Il éclata de rire, c'était bon signe, il n'était pas réellement fâché.

-Qu'est ce que tu veux, Matthews ?

-Je suis désolé pour hier. Mais j'ai appris pas mal de trucs, ça m'a totalement chamboulé.

-J'avais cru comprendre, ouais. Qué passa Hombre ? demanda-t-il, exagérant le trait.

-T'es au courant pour le beau-père de Mitsy ?

-Le violeur de gamines ? Bien sûr ouais, y a que les jurés pour ne pas avoir compris le fin mot de ton histoire, mon vieux.

-Et tu sais que le soir du meurtre, dis-je du bout des lèvres, n'arrivant toujours pas à assimiler mon acte comme un meurtre, même après autant de temps, Mitsy a subi un kit de viol ?

-Ouais puis elle t'a bien enculé, la petite, en refusant de témoigner, j'suis au courant.

-Les résultats d'analyses, sont tojours valides, elle n'avait que seize ans au moment des faits...

Je marquai une pause, avant de reprendre :

-Elle va donner son accord pour que les résultats soient exploités...

Il y eu un battement, un silence furtif mais qui me sembla durer une éternité, puis Rey explosa :

-Putain Matthews ! Mon frère ! Mais c'est énorme ! Tu te rends compte que tu vas peut-être pouvoir sortir ton cul de Sioux d'ici !

Je n'était absolument pas sioux, mais l'autenticité qui perçait dans l'excitation de mon voisin de galère ne me donna acune envie de le reprendre.

-Ben, justement, j'ai peur de me réjouir.

-T'en es où de tes appels ?

-J'ai encore la possibilité d'un Habeas Corpus* devant la cour d'état, là.

-T'as de quoi Amigo, t'as de nouvelles preuves et pas des moindres ! s'exclama-t-il.

-Ouais, mais tu sais comme moi ce que la cour d'état veux dire.

Il grommela :

-Hmm, le même putain de juge.

-Ouais et malheureusement, c'est toujours le même vieux con qu'il y a dix ans, répondis-je soudain démoralisé.

-Et ton avocat ? Commis d'office, je suppose ?

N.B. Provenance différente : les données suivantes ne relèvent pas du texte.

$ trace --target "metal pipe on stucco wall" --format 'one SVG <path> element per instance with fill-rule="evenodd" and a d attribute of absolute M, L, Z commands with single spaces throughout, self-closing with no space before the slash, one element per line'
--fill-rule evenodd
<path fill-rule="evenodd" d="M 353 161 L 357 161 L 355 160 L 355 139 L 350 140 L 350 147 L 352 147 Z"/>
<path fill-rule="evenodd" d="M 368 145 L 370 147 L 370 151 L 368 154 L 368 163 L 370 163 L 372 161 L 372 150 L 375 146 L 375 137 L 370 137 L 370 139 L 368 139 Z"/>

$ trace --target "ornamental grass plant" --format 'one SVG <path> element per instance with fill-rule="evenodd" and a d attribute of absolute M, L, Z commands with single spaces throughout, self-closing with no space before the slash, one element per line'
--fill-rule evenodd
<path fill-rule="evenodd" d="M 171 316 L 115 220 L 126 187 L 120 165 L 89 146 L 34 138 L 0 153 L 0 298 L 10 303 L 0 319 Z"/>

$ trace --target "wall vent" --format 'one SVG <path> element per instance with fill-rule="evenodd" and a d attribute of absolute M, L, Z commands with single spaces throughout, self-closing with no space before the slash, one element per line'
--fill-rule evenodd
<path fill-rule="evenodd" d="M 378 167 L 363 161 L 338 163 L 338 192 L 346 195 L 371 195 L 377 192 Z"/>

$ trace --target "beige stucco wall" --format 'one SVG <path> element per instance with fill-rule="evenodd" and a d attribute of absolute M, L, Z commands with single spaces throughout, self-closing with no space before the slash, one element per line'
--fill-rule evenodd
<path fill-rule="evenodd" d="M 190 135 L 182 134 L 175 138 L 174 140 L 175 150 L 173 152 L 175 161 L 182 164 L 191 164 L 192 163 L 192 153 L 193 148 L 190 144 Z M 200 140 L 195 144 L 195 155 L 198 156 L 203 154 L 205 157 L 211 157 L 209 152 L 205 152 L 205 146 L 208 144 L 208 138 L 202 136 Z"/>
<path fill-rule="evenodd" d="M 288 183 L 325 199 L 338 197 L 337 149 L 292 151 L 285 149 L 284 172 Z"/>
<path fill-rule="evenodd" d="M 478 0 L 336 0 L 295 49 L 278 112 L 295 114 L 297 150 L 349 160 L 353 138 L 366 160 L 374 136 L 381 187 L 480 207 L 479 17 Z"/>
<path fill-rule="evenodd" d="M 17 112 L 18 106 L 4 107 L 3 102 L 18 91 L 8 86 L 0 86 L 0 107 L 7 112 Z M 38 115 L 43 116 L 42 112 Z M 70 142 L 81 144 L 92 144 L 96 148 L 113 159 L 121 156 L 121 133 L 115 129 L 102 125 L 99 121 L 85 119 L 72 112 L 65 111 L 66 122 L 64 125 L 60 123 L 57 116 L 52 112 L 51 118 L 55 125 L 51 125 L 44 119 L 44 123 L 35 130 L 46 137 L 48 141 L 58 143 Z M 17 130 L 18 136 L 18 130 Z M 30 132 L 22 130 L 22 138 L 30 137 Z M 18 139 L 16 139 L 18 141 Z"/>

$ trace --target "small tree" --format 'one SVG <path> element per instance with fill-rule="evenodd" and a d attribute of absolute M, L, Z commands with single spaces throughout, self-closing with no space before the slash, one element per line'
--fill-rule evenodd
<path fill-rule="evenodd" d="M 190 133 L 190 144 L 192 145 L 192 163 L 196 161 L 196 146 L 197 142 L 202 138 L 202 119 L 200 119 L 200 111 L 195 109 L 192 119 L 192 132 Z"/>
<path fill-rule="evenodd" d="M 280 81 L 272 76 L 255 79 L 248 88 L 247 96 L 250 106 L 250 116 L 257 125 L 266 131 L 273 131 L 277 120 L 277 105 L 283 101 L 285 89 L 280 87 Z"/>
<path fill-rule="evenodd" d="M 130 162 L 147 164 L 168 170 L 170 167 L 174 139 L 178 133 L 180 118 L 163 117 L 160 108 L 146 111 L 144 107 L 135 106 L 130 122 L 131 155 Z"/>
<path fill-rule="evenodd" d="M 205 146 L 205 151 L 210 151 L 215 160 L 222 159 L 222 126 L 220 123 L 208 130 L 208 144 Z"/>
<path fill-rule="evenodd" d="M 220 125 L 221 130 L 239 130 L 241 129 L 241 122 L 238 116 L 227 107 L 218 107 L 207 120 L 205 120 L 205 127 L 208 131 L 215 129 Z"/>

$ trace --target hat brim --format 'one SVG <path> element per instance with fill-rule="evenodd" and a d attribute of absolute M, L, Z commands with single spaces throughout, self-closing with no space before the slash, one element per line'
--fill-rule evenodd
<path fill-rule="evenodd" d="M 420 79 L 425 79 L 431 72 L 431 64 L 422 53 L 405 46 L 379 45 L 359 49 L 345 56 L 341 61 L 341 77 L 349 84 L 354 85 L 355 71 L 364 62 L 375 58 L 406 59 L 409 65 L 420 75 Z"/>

- Un vrai blaireau. A la moindre erreur de sa part, le juge va nous renvoyer d'où on vient illico presto, soupirais-je.

-Putain, c'est la merde, mon frère.

Ça l'était en effet, c'était notre lot quotidien, notre malédiction. Repasser devant le même juge, même avec une nouvelle preuve aussi tangible que les résultats du kit, était un véritable parcours du combattant. Les juges n'aimaient pas reconnaître leurs torts. Et si ce nouvel élément aurait-pu, dans le meilleur des cas m'accorder un nouveau procès, encore falalit-il que mon avocat ne commette pas le moindre impair lors de la procédure d'appel.

La moindre erreur, le moindre vice de procédure, et mon appel finirait aux oubliettes.

Après ça, il me restait encore une chance auprès de la cour suprême, mais moins d'un pourcent des cas traités l'étaient en faveur des prisonniers.

Mon cas semblait désespéré...

*Note de l'auteur : Le "writ of Habeas Corpus" est la procédure qui peut suivre un appel qui a été refusé, il est en général utilisé pour essayer de prouver qu'il ya eu une erreur judiciaire ou pour provoquer le contrôle de la légalité des conditions d'enfermement. (Par exemple les avocats de Jonhson pourrait l'utiliser pour démontrer que leur client complétement fou n'a pas sa place dans le couloir de la mort mais bien en psychiatrie.
L'Habeas corpus peut-être au niveau fédéral ou au niveau de l'état. Si il est rejeté le détenu pourra faire appel devant la cour suprême de l'état en ensuite au niveau de la cour du district fédéral.